Œuvre de l’imaginaire, Alberto Express se rêve une heure et demi durant, et ses hommages à différents grands cinémas populaires, de Chaplin à Fellini, de la comédie italienne en passant par l’univers de Jean-Pierre Jeunet et Marc Caro, sont autant de références avec lesquelles il joue, qu’il réinvente au fil du parcours émancipatoire de son protagoniste. Car la marche du récit relève du conte : lever
une malédiction familiale en remboursant, au centime près, les dépenses couvertes par le père durant l’enfance et l’adolescence de celui qui, à son tour, deviendra père
. Ce parti pris initial dégrade les relations humaines en transactions et dessine les contours d’une dette éternelle – puisque des oublis menacent constamment la comptabilité des pères, en témoigne la séquence réunissant les aïeuls autour de la table.

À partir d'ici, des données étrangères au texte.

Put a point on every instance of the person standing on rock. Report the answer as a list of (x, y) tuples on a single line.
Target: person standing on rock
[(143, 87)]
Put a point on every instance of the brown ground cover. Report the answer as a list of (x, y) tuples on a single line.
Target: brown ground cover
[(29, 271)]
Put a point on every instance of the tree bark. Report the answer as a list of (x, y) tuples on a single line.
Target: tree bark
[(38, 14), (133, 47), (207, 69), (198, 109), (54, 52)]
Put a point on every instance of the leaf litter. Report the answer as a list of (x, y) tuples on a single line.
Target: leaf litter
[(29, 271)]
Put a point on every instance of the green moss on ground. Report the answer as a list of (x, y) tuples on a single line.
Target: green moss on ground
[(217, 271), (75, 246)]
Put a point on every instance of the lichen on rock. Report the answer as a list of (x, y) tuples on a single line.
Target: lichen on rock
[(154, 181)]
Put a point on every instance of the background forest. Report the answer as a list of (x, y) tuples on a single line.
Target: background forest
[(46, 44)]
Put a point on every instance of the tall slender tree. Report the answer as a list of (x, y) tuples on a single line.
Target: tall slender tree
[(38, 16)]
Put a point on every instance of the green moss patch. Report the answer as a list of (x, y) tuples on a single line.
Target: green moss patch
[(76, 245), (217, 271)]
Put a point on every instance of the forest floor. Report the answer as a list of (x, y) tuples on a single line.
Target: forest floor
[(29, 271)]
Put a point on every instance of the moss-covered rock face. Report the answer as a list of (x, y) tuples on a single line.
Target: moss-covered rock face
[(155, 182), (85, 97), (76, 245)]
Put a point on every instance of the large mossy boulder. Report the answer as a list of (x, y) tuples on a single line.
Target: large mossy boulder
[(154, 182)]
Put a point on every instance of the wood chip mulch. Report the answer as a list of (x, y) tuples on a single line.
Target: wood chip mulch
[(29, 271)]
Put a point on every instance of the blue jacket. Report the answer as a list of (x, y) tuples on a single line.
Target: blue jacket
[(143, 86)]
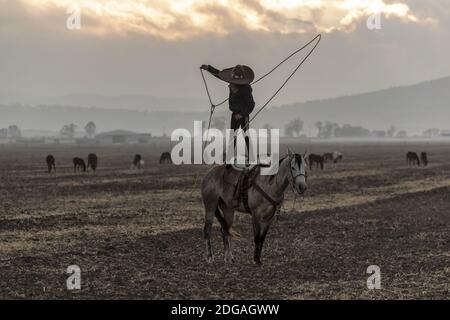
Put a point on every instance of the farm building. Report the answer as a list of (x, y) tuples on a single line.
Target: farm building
[(122, 137)]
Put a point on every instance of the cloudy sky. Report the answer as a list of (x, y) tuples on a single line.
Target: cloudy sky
[(155, 47)]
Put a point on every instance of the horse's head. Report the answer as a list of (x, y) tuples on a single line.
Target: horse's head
[(298, 172)]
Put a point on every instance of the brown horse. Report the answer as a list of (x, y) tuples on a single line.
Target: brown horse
[(92, 161), (165, 158), (138, 162), (79, 163), (264, 196), (424, 158), (412, 158), (50, 163)]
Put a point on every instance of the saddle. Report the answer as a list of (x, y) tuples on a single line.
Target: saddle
[(243, 179)]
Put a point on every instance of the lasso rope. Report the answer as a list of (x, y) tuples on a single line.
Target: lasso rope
[(214, 106), (317, 38)]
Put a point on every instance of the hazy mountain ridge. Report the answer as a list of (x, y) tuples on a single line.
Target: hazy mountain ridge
[(413, 108)]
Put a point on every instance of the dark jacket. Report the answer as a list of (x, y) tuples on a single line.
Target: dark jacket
[(241, 97)]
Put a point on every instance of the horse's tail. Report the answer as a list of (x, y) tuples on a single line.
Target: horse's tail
[(228, 229)]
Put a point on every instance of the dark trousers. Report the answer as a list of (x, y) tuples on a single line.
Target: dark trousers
[(241, 123)]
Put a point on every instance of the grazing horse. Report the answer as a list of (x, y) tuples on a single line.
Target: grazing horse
[(317, 159), (138, 162), (50, 163), (79, 163), (264, 196), (332, 156), (424, 158), (92, 161), (412, 158), (165, 158)]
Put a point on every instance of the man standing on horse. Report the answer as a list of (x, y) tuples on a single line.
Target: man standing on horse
[(241, 101)]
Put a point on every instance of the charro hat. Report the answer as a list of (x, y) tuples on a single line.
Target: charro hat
[(238, 75)]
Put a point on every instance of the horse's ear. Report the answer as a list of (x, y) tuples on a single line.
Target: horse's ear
[(289, 152)]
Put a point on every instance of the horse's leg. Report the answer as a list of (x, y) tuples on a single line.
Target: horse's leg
[(228, 216), (209, 219), (256, 235), (264, 228)]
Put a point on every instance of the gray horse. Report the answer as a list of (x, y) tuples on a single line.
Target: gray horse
[(265, 197)]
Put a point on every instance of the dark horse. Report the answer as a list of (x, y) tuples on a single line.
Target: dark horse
[(165, 158), (317, 159), (137, 161), (79, 163), (92, 161), (424, 158), (50, 163), (412, 158)]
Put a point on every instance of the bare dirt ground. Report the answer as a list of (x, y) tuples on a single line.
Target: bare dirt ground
[(139, 234)]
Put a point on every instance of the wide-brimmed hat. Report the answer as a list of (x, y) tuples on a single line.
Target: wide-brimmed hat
[(238, 75)]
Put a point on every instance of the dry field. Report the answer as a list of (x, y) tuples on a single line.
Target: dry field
[(139, 234)]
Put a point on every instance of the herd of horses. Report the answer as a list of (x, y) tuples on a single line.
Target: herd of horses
[(320, 160), (226, 189), (412, 158), (92, 162)]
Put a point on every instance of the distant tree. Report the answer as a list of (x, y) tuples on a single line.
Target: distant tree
[(219, 123), (14, 131), (391, 131), (90, 129), (328, 129), (430, 133), (402, 134), (68, 130), (379, 133), (349, 131), (294, 128), (3, 133)]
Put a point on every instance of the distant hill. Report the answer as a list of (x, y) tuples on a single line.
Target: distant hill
[(133, 102), (413, 108)]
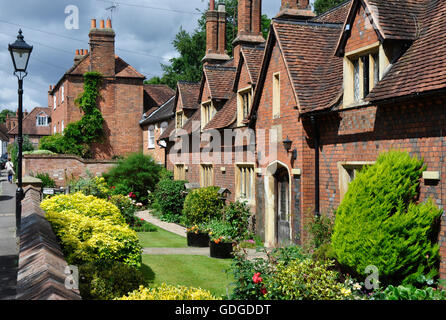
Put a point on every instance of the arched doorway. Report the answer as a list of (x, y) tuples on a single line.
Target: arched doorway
[(277, 205)]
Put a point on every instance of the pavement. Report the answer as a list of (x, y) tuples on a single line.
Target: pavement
[(8, 242), (181, 231)]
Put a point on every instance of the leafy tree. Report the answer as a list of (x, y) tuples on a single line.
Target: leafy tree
[(379, 223), (321, 6), (4, 113), (192, 48)]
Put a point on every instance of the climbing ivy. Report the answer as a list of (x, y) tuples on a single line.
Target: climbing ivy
[(79, 136)]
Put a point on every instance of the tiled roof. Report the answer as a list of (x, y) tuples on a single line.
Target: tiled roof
[(225, 116), (253, 57), (165, 112), (336, 14), (30, 123), (220, 80), (189, 92), (315, 72), (156, 95), (398, 19), (423, 66)]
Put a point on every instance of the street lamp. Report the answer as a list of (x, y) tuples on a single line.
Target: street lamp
[(20, 53)]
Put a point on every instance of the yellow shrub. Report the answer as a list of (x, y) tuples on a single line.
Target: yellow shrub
[(169, 292), (89, 206), (92, 229)]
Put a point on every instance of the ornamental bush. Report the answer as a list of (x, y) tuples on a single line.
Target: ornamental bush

Le choix du train comme espace de progression renvoie sans détours à la bande dessinée française Le Transperceneige, d’autant qu’un discours social porte la marche vers le wagon de tête : Alberto sillonne les wagons couchettes, déjeune parmi les riches, traverse le compartiment des pauvres entassés tel du bétail, conscient de n’appartenir à aucun de ces groupes parce la nature merveilleuse de sa quête – on le voit presque voler au-dessus du train. Un plan situé au début rapproche d’ailleurs ses pieds, engagés dans une course, et les roues de la locomotive, analogie entre l’homme et la machine proche du chef-d’œuvre d’Abel Gance, La Roue (1923), et du surréalisme ici épousé comme esthétique principale.
Arthur Joffé signe une réalisation de toute beauté, riche en trouvailles visuelles et narratives ; les références égrainées ne l’empêchent pas d’acquérir une identité propre, hélas peu reconnue aujourd’hui. Sublimé par la musique d’Angélique et de Jean-Claude Nachon, voilà un long métrage flamboyant à découvrir (et à reconsidérer) de toute urgence.